The above illustrated embodiment may be modified as follows.

In the above illustrated embodiment, in response to an instruction of the cargo handling operation, which applies load on the engine 19, the unloading valve 50 is controlled to enter the open state. However, load is applied to the engine 19 regardless of the instruction of the cargo handling operation in some cases. The engine rotation speed may decrease if load is applied to the engine 19. Therefore, the detection of a decrease in the engine rotation speed may be determined as a case in which load is applied to the engine 19. The unloading valve 50 may be controlled to enter the open state in response to the detection of a decrease in the engine rotation speed.

The timer circuit unit may be formed by electromagnetic valves in place of the on-off valve 52, the check valve 54, and the orifice 56. The vehicle control device 25 controls the electromagnetic valves to enter the open state after a predetermined time from the end of the cargo handling operation to reduce the pressure in the hydraulic mechanism 21.

The above illustrated embodiment may also be applied to a forklift 10 that further includes a hydraulic cylinder as a hydraulic operation device that operates an attachment.

The above illustrated embodiment may also be applied to a forklift 10 that further includes a hydraulic cylinder as a hydraulic operation device that operates a power steering mechanism.

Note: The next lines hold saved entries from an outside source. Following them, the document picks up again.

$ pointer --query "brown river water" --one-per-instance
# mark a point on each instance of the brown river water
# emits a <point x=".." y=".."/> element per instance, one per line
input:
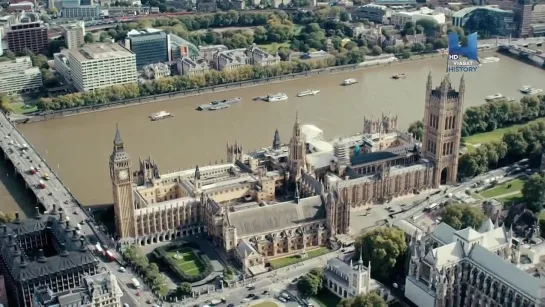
<point x="79" y="146"/>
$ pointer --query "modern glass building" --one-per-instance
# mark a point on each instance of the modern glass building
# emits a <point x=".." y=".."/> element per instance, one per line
<point x="150" y="46"/>
<point x="487" y="21"/>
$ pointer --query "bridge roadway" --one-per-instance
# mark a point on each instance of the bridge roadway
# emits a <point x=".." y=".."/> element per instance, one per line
<point x="56" y="193"/>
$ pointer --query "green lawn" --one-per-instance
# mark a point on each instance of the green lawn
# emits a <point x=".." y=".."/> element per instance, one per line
<point x="22" y="108"/>
<point x="326" y="299"/>
<point x="289" y="260"/>
<point x="495" y="135"/>
<point x="273" y="47"/>
<point x="265" y="304"/>
<point x="189" y="263"/>
<point x="515" y="186"/>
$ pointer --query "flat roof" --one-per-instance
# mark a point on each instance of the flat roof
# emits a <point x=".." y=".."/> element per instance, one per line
<point x="99" y="52"/>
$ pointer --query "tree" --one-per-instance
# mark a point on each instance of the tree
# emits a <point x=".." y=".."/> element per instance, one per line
<point x="5" y="103"/>
<point x="370" y="299"/>
<point x="184" y="289"/>
<point x="311" y="283"/>
<point x="381" y="247"/>
<point x="463" y="216"/>
<point x="89" y="38"/>
<point x="417" y="129"/>
<point x="533" y="192"/>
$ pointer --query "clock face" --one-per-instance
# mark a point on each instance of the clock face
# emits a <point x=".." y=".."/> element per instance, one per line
<point x="123" y="175"/>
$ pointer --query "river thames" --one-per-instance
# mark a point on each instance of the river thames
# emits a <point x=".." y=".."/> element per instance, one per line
<point x="79" y="146"/>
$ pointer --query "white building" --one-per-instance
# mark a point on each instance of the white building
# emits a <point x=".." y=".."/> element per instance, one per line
<point x="156" y="71"/>
<point x="349" y="280"/>
<point x="100" y="65"/>
<point x="18" y="76"/>
<point x="188" y="67"/>
<point x="62" y="65"/>
<point x="400" y="19"/>
<point x="74" y="34"/>
<point x="466" y="267"/>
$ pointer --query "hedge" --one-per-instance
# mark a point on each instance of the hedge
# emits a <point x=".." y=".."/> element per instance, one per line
<point x="161" y="254"/>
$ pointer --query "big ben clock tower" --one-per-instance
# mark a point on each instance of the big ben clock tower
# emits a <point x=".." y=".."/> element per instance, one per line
<point x="121" y="175"/>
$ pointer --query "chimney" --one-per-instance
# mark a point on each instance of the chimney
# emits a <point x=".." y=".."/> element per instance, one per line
<point x="63" y="252"/>
<point x="22" y="261"/>
<point x="82" y="244"/>
<point x="41" y="257"/>
<point x="37" y="215"/>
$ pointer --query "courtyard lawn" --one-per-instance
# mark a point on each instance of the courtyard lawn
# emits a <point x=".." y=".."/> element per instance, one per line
<point x="495" y="135"/>
<point x="516" y="186"/>
<point x="22" y="108"/>
<point x="326" y="299"/>
<point x="187" y="261"/>
<point x="265" y="304"/>
<point x="273" y="47"/>
<point x="289" y="260"/>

The industrial vehicle is not limited to the forklift 10, and the industrial vehicle may be any vehicle including a hydraulic operation device such as a shovel loader.

Therefore, the present examples and embodiments are to be considered as illustrative and not restrictive and the invention is not to be limited to the details given herein, but may be modified within the scope and equivalence of the appended claims.

Claims

1. An industrial vehicle comprising:

an engine;

a hydraulic pump driven by the engine;

a hydraulic operation device operated by oil pressure;

a connection passage that connects the hydraulic pump and the hydraulic operation device to each other;

an electromagnetic control valve that is connected to the connection passage and controls supply and drainage of hydraulic oil to and from the hydraulic operation device;

a supply passage through which the hydraulic oil supplied to the hydraulic operation device flows;

a drainage passage through which the hydraulic oil drained to an oil tank flows;

an unloading valve that connects the supply passage and the drainage passage to each other;

a relief valve that is connected to the supply passage and operated by pressure of the hydraulic oil flowing through the supply passage; and

a controller that controls an open/closed state of the unloading valve,

wherein, if an on-load period at the time of application of load on the engine is less than a first predetermined time, the controller performs open/close control of causing the unloading valve to enter the closed state to set an on-load state, thereby increasing the pressure of the hydraulic oil passing through the supply passage and then causing the unloading valve to enter the open state,

the hydraulic operation device is one of a plurality of hydraulic operation devices,

the industrial vehicle further comprises a plurality of instruction members that respectively instruct operation of the hydraulic operation devices, and

the controller prohibits the open/close control when the operation of one of the hydraulic operation devices is instructed while any of the other hydraulic operation devices is operating.

2. The industrial vehicle according to claim 1, wherein, when a second predetermined time elapses after the controller causes the unloading valve to enter the open state, the controller causes the unloading valve to enter the closed state again to set the on-load state.

3. The industrial vehicle according to claim 1, further comprising a timer circuit unit that is connected to the supply passage and opens the supply passage based on elapse of time.